Almost like an authentic Holden Caulfield of his generation, Cobain expressed through his lyrics ambiguous messages that when assimilated and clarified became beautiful protests about the youth culture of the 90s. In “Live! Tonight! Sold Out!”, Kurt Cobain states “Music comes first, lyrics are secondary. Most of my lyrics are contradictions. I’ll write a few sincere lines, and then I’ll have to make fun of [them]. I don’t like to make it too obvious, because if it is too obvious, it gets really stale. You shouldn’t be in people’s faces 100% all the time. We don’t mean to be really cryptic or mysterious, but I just think that lyrics that are different and weird, and spacey paint a nice picture. It’s just the way I like art.” 


Still, the massive success started being in the way of this process: the band was becoming too mainstream to people comprehend and care about the lyrics. A great example of this is “In Bloom”, “He’s the one who likes all the pretty songs, and he likes to sing along, but he knows not what it means.” The lyrics criticize and joke about people that are in the grunge scene just for the thrill of it, he knew that with a catchy chorus people would sing along and would not mind about what it meant, and so they did – and still do. Nirvana biographer Michael Azerrad commented, “The brilliant irony is that the tune is so catchy that millions of people actually do sing along to it.”

Cobain at the Roseland Ballroom live in New York, July ‘93 

Cobain at the Roseland Ballroom live in New York, July ‘93 

Therefore, this was becoming one of the reasons for Cobain’s self isolation, the feeling of not belonging and the constant pressure of the music industry destroyed him completely, it's tough to realize that at the height of his popularity Cobain felt so lonely. All of this plastic exaltation by media corporations indulged an artificial image of who Kurt Cobain was, but he did not want all of this plastic fame, after all, he only wanted to be loved as himself and have fun being the Cheap Trick of the 90s. 

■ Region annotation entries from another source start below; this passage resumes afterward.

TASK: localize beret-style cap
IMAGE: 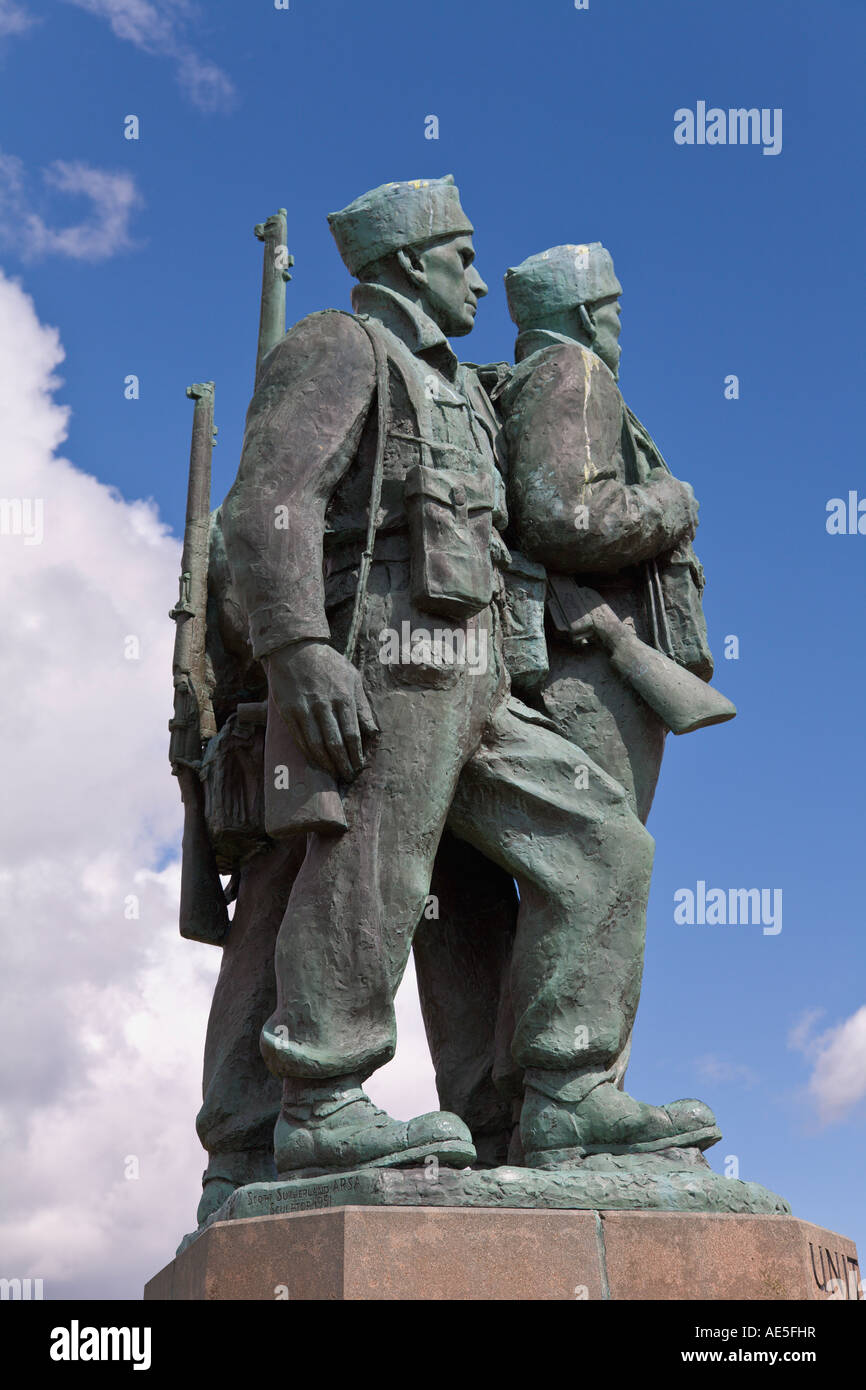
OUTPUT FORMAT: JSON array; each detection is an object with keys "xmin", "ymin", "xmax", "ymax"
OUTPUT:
[
  {"xmin": 505, "ymin": 242, "xmax": 623, "ymax": 328},
  {"xmin": 328, "ymin": 174, "xmax": 474, "ymax": 275}
]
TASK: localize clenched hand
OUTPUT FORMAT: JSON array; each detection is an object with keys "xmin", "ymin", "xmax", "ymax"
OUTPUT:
[{"xmin": 267, "ymin": 641, "xmax": 379, "ymax": 781}]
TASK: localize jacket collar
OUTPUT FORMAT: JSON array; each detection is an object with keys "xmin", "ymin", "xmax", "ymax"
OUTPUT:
[
  {"xmin": 514, "ymin": 328, "xmax": 577, "ymax": 361},
  {"xmin": 352, "ymin": 282, "xmax": 457, "ymax": 381}
]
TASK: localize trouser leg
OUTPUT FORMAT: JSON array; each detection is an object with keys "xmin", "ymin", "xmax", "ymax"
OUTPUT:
[
  {"xmin": 196, "ymin": 835, "xmax": 306, "ymax": 1183},
  {"xmin": 449, "ymin": 701, "xmax": 653, "ymax": 1099},
  {"xmin": 261, "ymin": 587, "xmax": 502, "ymax": 1080},
  {"xmin": 541, "ymin": 642, "xmax": 667, "ymax": 824},
  {"xmin": 413, "ymin": 831, "xmax": 520, "ymax": 1163}
]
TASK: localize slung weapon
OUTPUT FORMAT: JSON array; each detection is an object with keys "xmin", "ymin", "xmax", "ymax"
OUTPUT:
[
  {"xmin": 168, "ymin": 381, "xmax": 229, "ymax": 945},
  {"xmin": 548, "ymin": 574, "xmax": 737, "ymax": 734}
]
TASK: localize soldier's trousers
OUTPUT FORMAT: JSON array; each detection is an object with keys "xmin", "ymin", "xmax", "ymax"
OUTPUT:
[
  {"xmin": 261, "ymin": 567, "xmax": 653, "ymax": 1094},
  {"xmin": 414, "ymin": 631, "xmax": 667, "ymax": 1139}
]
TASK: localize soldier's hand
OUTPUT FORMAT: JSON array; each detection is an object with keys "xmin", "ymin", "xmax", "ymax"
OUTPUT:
[
  {"xmin": 267, "ymin": 642, "xmax": 379, "ymax": 781},
  {"xmin": 571, "ymin": 588, "xmax": 623, "ymax": 652}
]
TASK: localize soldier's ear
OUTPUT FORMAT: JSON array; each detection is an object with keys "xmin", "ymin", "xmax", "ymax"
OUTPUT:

With his suicide on April 8, 1994, Nirvana was over, without knowing they would became one of the biggest bands of all time, altering forever the course of modern music. Leaving the legacy of a band that brought the blood of the underground culture to the mainstream, being a cultural phenomenon screaming wildly and throwing guitars up in the air. Unfortunately, a legacy destroyed by the massive capitalization of the band, through big corporative industrial media that sells nowadays the idea of the band as a product.